Germany’s Muslims unite

Berlin, Germany - Four leading Muslim organisations in Germany have banded together in an umbrella group to speak with one voice in the community’s dealings with the government.

Rafet Ozturk of the Turkish Islamic Union for Religious Affairs (Ditib) said the group had joined forces with the Central Council of Muslims, the Islamic Council and the Association of Islamic Cultural Centres.

He said the groups would remain independent but attempt to find common positions on issues affecting the community including immigration, integration and extremism under the auspices of the new Muslim Coordination Council.

"We want to put ourselves to the test on whether we can take decisions together," Ozturk said.

More than 3.2 million Muslims live in Germany, of which about 300,000 are members of Islamic organisations.

About 2.4 million Turks or people of Turkish descent, many of them descendents of "guest workers" invited to Germany in the 1960s and 1970s, live in the country, while around 200,000 of Germany’s Muslims came from North Africa.

There are about 100,000 Iranians in the community and 100,000 Muslims from former Yugoslavia according to official estimates.

Ditib, a Sunni organisation, is the largest group with about 130,000 members.

Germany’s left-right government called a meeting in September, the first of its kind, bringing together political leaders and Muslim community representatives.

Interior Minister Wolfgang Schaeuble of Chancellor Angela Merkel’s conservative Christian Democrats had complained that the Muslim community’s internal divisions made it difficult to find an interlocutor on pressing issues.

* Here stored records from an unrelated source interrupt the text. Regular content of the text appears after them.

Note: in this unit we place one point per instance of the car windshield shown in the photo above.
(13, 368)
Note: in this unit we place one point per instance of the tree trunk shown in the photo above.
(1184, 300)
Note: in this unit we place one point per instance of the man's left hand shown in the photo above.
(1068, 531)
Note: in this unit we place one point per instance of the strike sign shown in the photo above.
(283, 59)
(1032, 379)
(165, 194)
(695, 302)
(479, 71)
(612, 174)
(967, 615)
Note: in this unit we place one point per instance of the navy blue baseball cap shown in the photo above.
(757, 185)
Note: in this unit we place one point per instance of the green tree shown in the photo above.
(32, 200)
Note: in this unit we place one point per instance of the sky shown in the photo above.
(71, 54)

He said at the September gathering that he hoped the organisations and the government could begin a two-year dialogue addressing integration, Islamic extremism, Islamic religious instruction in schools and the training of imams.

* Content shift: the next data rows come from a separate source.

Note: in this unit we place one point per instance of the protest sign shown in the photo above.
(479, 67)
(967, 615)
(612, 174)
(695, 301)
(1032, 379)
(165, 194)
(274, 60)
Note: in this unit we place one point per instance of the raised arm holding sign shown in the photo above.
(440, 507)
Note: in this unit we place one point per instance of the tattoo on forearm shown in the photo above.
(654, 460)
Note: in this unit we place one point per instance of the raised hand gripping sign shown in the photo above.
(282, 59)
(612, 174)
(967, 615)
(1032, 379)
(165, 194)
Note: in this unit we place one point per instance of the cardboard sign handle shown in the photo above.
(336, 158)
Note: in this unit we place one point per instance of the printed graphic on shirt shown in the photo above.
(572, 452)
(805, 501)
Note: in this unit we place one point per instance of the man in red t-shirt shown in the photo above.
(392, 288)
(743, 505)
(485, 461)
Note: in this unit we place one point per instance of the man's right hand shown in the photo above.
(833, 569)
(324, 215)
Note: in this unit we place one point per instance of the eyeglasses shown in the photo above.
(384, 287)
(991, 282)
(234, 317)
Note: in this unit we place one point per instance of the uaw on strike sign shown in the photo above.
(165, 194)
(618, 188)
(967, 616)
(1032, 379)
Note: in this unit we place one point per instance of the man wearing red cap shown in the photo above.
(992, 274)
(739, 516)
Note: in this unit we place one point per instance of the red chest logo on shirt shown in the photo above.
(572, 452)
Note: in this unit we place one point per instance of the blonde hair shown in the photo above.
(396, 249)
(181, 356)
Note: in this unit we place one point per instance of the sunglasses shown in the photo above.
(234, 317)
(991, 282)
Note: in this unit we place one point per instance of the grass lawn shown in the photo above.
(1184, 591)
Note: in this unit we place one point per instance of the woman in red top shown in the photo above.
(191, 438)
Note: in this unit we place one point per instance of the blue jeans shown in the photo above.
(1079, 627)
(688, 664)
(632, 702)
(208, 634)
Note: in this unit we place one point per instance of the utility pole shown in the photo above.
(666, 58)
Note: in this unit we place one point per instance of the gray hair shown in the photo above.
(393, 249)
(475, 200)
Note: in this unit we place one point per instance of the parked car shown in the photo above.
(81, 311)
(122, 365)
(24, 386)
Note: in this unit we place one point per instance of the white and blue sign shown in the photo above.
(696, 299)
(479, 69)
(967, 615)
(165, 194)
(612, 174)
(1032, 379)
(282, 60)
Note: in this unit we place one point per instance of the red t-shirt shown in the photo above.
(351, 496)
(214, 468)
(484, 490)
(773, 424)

An interior ministry spokesman welcomed the announcement ahead of a new meeting between the government and the Islamic groups on May 2.

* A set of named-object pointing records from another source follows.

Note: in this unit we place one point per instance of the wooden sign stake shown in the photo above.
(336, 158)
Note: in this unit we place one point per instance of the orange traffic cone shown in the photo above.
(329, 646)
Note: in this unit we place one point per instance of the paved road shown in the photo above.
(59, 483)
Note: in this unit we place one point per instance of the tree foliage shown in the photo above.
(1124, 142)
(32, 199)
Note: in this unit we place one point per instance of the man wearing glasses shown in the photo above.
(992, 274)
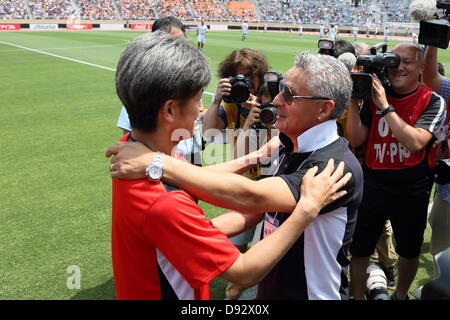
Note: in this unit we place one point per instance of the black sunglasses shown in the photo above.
(288, 96)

But he said the issue of representation was still unclear as only a fraction of Muslims belong to community organisations.

"It remains unclear who represents (Muslims in Germany). The question remains of how we deal with representation of Muslims in Germany," he told a regular government news conference.

"We recognise a major attempt among Muslims to distance themselves from spreading violence."

But Lale Akgun, a member of parliament and the Social Democratic Party’s spokeswoman on Islam, said she did not feel represented by the new council.

"I would have many sleepless nights if these four organisations formed an umbrella group and had the right to define Islam in Germany," she told the daily Rheinischer Merkur.

"These four groups together would represent a very conservative kind of Islam. There would be no place for liberal views."

Council leaders dismissed the criticism, saying they represented the majority of mosques in Germany.